The year 2022 that has just passed is undoubtedly the singular point of the explosion of generative AI.

Since 2021, generative AI has been selected into Gartner's "Artificial Intelligence Technology Hype Cycle" for two consecutive years and is considered an important AI technology trend in the future.

Recently, Yu Shilun’s team published a comprehensive survey on AIGC, introducing the development history from GAN to ChatGPT.

30 page paper! New work by Yu Shiluns team: AIGC comprehensive survey, development history from GAN to ChatGPT

Paper address: https://arxiv.org/pdf/2303.04226.pdf

This article excerpts part of the paper for introduction.

The singularity has arrived?

In recent years, artificial intelligence-generated content (AIGC, also known as generative AI) has attracted widespread attention outside the computer science community.

The entire society has begun to take great interest in various content generation products developed by large technology companies, such as ChatGPT and DALL-E-2.

AIGC refers to the use of generative artificial intelligence (GAI) technology to generate content and can automatically create a large amount of content in a short time.

ChatGPT is an AI system developed by OpenAI for building conversations.

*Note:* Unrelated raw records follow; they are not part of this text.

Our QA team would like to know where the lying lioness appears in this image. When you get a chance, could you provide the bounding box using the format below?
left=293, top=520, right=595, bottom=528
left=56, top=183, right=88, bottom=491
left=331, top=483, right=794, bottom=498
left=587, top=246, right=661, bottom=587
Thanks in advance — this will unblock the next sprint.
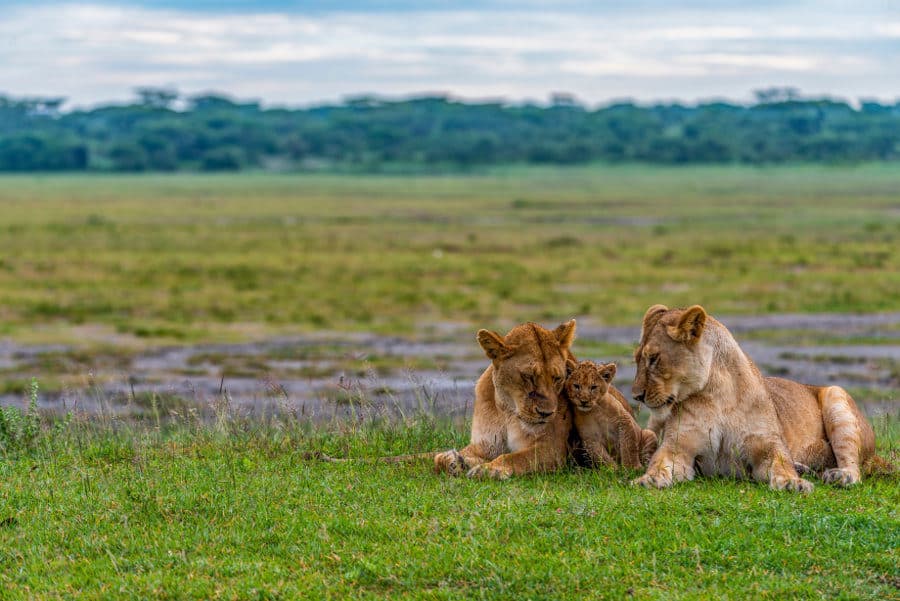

The system is able to effectively understand and respond to human language in a meaningful way.

In addition, DALL-E-2 is another state-of-the-art GAI model developed by OpenAI, capable of creating unique high-quality images from text descriptions in minutes.

30 page paper! New work by Yu Shiluns team: AIGC comprehensive survey, development history from GAN to ChatGPT

Example of AIGC in image generation

Technically speaking, AIGC refers to given instructions that can guide the model to complete the task, using GAI to generate satisfying The content of the instruction. This generation process usually consists of two steps: extracting intent information from instructions, and generating content based on the extracted intent.

However, as previous research has proven, the paradigm of the GAI model including the above two steps is not completely novel.

Compared with previous work, the core point of recent AIGC advancements is to train more complex generative models on larger data sets, use larger base model frameworks, and have access to a wide range of computing resources.

For example, the main framework of GPT-3 is the same as GPT-2, but the pre-training data size increases from WebText (38GB) to CommonCrawl (570GB after filtering), and the basic model size increases from 1.5B to 175B.

30 page paper! New work by Yu Shiluns team: AIGC comprehensive survey, development history from GAN to ChatGPT

Therefore, GPT-3 has better generalization ability than GPT-2 on various tasks.

In addition to the benefits of increased data volumes and computing power, researchers are also exploring ways to combine new technologies with GAI algorithms.

For example, ChatGPT utilizes reinforcement learning with human feedback (RLHF) to determine the most appropriate response to a given instruction, thereby improving the model’s reliability and accuracy over time. This approach enables ChatGPT to better understand human preferences in long conversations.

At the same time, in CV, Stable Diffusion proposed by Stability AI in 2022 has also achieved great success in image generation.

Unlike previous methods, generative diffusion models can help generate high-resolution images by controlling the balance between exploration and exploitation, thereby achieving diversity in the generated images, harmony with the similarity of the training data combination.

By combining these advances, the model has made significant progress in AIGC's mission and has been adopted by industries as diverse as art, advertising, and education.

In the near future, AIGC will continue to become an important area of ​​machine learning research.

Generally speaking, GAI models can be divided into two types: single-modal model and multi-modal model

Therefore, conduct a comprehensive review of past research and find out this Problems in the field are crucial. This is the first survey focusing on core technologies and applications in the AIGC field.

This is the first comprehensive survey of AIGC summarizing GAI in terms of technology and applications.

Previous surveys mainly introduced GAI from different perspectives, including natural language generation, image generation, and multi-modal machine learning generation. However, these previous works only focused on specific parts of AIGC.

In this survey, we first reviewed the basic technologies commonly used in AIGC. Then, a comprehensive summary of advanced GAI algorithms is further provided, including unimodal and multimodal generation. Additionally, the paper examines the applications and potential challenges of AIGC.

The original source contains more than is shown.